For a simple CBIR system model basic mapping mechanisms, such as class-to-table, attribute-to-column, were implemented as a plug-in of IBM Rational Rose Data Modeller (1). The disadvantage of this implementation was the missing possibility to seamlessly add particular implementations for operations to be used in the resulting source code. Therefore, the aim which we further pursue is a specialized application for the model-driven development of CBIR systems on top of ORDBMS. This application shall be realized as an Eclipse IDE Plug-in and should provide a complete model-driven development workflow for CBIR. The Eclipse Modeling Framework (2) will be used to implement the modeling components of the application comprising a conceptual modeling step with GiACoMo--IRS as a starting point followed by a model-to-model mapping to generate an ORDBMS specific model of CBIR, which can be refined manually in the modeling environment. The ORDBMS specific model can then be forwarded to the code generators, which shall implement the creation of source code based on the model. And finally the generated source code can be further refined in the Eclipse by the developer to add for example the needed operation algorithms.

4. Applying the Model-Driven Techniques for the Development of the eNoteHistory CBIR System

In order to verify the applicability of the proposed techniques for the development of different domain-specific CBIR applications an extensive set of example applications should be considered. This process requires the availability of the automated tools. Up to now we have applied these techniques manually for the modeling of the eNoteHistory CBIR application for writer identification in music manuscripts.

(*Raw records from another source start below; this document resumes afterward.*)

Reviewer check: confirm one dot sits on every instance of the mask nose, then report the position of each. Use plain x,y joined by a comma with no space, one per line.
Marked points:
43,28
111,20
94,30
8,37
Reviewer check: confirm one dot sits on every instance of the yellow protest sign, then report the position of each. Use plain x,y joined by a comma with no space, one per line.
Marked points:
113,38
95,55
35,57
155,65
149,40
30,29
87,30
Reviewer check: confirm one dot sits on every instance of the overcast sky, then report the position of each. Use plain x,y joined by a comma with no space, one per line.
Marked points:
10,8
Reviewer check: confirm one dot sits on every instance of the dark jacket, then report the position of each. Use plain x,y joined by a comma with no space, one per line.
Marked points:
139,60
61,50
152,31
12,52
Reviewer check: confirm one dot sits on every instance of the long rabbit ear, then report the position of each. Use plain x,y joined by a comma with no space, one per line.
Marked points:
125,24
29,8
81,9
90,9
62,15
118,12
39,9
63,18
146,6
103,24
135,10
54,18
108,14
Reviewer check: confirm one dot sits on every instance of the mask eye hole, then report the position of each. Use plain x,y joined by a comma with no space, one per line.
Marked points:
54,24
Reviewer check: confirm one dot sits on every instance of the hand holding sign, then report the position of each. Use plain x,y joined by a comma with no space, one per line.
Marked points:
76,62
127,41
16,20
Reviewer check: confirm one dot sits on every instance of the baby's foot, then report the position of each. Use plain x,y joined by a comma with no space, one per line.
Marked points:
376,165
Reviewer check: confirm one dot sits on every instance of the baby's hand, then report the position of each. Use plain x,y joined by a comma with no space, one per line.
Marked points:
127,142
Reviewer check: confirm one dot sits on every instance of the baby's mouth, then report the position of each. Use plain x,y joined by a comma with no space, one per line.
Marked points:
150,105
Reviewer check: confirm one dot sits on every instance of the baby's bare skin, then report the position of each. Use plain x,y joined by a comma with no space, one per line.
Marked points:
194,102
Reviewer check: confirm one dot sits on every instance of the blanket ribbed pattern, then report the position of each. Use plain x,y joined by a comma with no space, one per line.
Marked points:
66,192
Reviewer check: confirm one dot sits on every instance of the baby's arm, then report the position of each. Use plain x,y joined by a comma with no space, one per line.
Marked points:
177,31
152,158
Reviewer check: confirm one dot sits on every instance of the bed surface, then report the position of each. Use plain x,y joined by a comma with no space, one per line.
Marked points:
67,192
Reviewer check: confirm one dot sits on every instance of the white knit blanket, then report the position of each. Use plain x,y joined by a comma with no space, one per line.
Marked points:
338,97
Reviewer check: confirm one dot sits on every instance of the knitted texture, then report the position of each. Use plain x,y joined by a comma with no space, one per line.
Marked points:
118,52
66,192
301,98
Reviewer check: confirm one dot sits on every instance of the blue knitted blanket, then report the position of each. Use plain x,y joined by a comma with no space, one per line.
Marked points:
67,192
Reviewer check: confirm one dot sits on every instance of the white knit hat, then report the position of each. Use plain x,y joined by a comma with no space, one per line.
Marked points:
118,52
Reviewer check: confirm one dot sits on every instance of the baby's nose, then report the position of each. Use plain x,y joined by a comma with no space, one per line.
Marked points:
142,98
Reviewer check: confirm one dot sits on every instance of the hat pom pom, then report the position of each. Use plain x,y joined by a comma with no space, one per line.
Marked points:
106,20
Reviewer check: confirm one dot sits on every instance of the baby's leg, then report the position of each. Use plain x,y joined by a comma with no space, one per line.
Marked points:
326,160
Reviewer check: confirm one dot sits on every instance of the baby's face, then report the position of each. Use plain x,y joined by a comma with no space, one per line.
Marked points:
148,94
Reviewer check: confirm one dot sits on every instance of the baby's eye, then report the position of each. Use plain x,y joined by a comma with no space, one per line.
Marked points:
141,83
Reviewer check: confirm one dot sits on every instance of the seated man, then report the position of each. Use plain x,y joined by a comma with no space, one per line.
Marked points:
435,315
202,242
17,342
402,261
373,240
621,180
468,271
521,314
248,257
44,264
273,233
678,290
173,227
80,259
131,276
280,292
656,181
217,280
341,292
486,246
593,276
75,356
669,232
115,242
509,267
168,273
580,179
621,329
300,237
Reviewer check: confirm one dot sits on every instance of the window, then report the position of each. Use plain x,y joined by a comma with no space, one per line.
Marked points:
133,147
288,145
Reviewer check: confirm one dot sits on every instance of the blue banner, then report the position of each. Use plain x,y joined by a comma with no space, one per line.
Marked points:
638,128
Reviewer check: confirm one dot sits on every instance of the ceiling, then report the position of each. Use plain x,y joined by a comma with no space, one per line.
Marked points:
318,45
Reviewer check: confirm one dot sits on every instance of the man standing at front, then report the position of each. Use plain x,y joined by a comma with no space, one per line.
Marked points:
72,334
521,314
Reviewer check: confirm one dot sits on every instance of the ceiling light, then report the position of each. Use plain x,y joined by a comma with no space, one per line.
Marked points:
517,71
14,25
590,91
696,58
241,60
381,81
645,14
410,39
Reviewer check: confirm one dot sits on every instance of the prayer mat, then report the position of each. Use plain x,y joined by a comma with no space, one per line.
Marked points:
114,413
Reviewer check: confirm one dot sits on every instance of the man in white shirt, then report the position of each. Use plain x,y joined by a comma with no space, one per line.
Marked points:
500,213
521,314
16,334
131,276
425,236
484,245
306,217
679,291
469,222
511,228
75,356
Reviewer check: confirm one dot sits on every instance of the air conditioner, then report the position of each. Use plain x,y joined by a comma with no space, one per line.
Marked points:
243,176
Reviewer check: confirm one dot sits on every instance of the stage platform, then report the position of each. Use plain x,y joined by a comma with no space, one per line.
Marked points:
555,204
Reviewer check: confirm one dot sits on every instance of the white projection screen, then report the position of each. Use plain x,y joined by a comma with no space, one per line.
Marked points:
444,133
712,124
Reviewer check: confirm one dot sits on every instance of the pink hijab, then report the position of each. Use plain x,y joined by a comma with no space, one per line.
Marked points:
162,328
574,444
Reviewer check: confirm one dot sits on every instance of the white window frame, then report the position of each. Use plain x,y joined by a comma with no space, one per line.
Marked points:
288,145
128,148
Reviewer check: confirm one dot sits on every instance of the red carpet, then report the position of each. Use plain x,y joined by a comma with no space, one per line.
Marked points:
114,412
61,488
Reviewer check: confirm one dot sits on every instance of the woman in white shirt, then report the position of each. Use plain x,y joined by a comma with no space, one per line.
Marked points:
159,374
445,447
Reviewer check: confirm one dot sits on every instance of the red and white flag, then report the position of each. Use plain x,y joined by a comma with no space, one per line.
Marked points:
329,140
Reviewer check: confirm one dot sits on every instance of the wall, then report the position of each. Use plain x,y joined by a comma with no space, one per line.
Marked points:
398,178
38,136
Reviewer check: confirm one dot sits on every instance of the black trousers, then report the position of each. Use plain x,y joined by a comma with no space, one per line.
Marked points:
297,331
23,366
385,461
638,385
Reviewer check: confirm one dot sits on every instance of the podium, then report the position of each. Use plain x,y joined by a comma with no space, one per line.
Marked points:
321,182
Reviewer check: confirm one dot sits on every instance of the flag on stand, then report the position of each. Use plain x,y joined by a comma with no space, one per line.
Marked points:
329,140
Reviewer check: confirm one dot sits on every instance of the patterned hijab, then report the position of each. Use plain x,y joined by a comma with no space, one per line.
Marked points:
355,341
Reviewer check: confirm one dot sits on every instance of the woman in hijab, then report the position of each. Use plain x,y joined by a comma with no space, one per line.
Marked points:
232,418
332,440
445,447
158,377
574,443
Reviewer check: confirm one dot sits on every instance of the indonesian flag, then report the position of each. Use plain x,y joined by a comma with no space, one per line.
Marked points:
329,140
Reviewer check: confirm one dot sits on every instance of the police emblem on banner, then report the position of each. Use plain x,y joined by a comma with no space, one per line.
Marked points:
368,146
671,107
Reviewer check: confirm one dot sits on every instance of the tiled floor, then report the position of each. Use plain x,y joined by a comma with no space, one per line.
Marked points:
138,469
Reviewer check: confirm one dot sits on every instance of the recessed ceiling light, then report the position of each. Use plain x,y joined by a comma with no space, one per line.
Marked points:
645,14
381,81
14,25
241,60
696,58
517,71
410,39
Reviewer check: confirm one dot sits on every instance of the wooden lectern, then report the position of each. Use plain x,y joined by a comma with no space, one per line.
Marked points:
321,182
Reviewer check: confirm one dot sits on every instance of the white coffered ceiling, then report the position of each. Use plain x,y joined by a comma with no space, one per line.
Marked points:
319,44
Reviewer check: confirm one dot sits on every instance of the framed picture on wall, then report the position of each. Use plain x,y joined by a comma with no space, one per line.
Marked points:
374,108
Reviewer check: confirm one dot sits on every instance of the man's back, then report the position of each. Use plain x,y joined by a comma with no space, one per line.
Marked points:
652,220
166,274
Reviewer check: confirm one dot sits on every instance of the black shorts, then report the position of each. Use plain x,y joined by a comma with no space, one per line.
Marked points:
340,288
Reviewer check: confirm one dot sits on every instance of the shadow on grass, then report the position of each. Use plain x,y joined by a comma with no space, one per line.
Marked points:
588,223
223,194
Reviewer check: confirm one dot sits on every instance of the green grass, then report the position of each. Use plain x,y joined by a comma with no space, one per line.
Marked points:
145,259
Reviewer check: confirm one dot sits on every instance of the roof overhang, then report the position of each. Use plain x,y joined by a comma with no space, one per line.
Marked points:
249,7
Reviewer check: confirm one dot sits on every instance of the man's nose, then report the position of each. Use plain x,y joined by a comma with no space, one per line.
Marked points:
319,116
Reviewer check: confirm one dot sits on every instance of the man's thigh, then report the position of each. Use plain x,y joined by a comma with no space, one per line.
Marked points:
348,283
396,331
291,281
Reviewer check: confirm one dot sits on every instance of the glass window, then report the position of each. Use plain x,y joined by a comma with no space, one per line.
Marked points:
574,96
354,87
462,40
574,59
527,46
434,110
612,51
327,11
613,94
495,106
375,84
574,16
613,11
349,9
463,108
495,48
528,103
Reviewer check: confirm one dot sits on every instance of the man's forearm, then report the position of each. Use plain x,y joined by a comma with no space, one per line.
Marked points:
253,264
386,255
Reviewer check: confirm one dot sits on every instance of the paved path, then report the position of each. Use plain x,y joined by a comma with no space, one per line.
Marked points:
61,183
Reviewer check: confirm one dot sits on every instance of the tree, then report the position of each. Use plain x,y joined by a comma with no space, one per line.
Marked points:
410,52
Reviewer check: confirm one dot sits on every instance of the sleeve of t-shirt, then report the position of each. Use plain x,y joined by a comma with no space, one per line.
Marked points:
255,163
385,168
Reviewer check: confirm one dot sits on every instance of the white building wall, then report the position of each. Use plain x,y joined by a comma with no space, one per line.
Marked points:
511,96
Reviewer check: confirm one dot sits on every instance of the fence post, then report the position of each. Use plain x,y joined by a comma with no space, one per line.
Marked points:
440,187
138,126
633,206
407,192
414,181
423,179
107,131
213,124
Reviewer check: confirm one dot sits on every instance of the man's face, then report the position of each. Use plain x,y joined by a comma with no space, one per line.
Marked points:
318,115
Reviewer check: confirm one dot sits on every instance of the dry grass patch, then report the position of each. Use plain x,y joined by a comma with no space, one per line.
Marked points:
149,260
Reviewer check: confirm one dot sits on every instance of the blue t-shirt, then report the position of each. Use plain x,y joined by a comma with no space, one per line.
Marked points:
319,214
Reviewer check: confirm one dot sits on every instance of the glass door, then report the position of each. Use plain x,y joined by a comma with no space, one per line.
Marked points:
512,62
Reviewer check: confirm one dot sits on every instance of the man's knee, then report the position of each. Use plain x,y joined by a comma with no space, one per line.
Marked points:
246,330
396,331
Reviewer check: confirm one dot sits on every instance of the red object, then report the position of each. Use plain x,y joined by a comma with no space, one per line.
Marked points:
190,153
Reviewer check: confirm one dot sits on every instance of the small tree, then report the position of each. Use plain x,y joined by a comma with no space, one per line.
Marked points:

The application steps involved in the automatic handwriting analysis and content-based retrieval are carried out in the following order. At first, for all digital scores in the database, for which information about the scribe (e.g., name of scribe) exists, image processing algorithms are applied to extract the visual features of the images, representing the handwriting characteristics. Figure 11 shows the recognized objects in the manuscript. For each recognized object: note heads, note stems, bar lines a set of geometrical features is extracted, such as: height and width of the bounding box, radius of the bounding ellipse, x, y coordinates of the centroids, orientation etc. The handwriting characteristics of scores with unknown scribes can subsequently be compared with the set of extracted features in the database and using distance metrics for calculating the similarity between features a query result of the type: a list of k-most similar scores with associated scribes can be generated.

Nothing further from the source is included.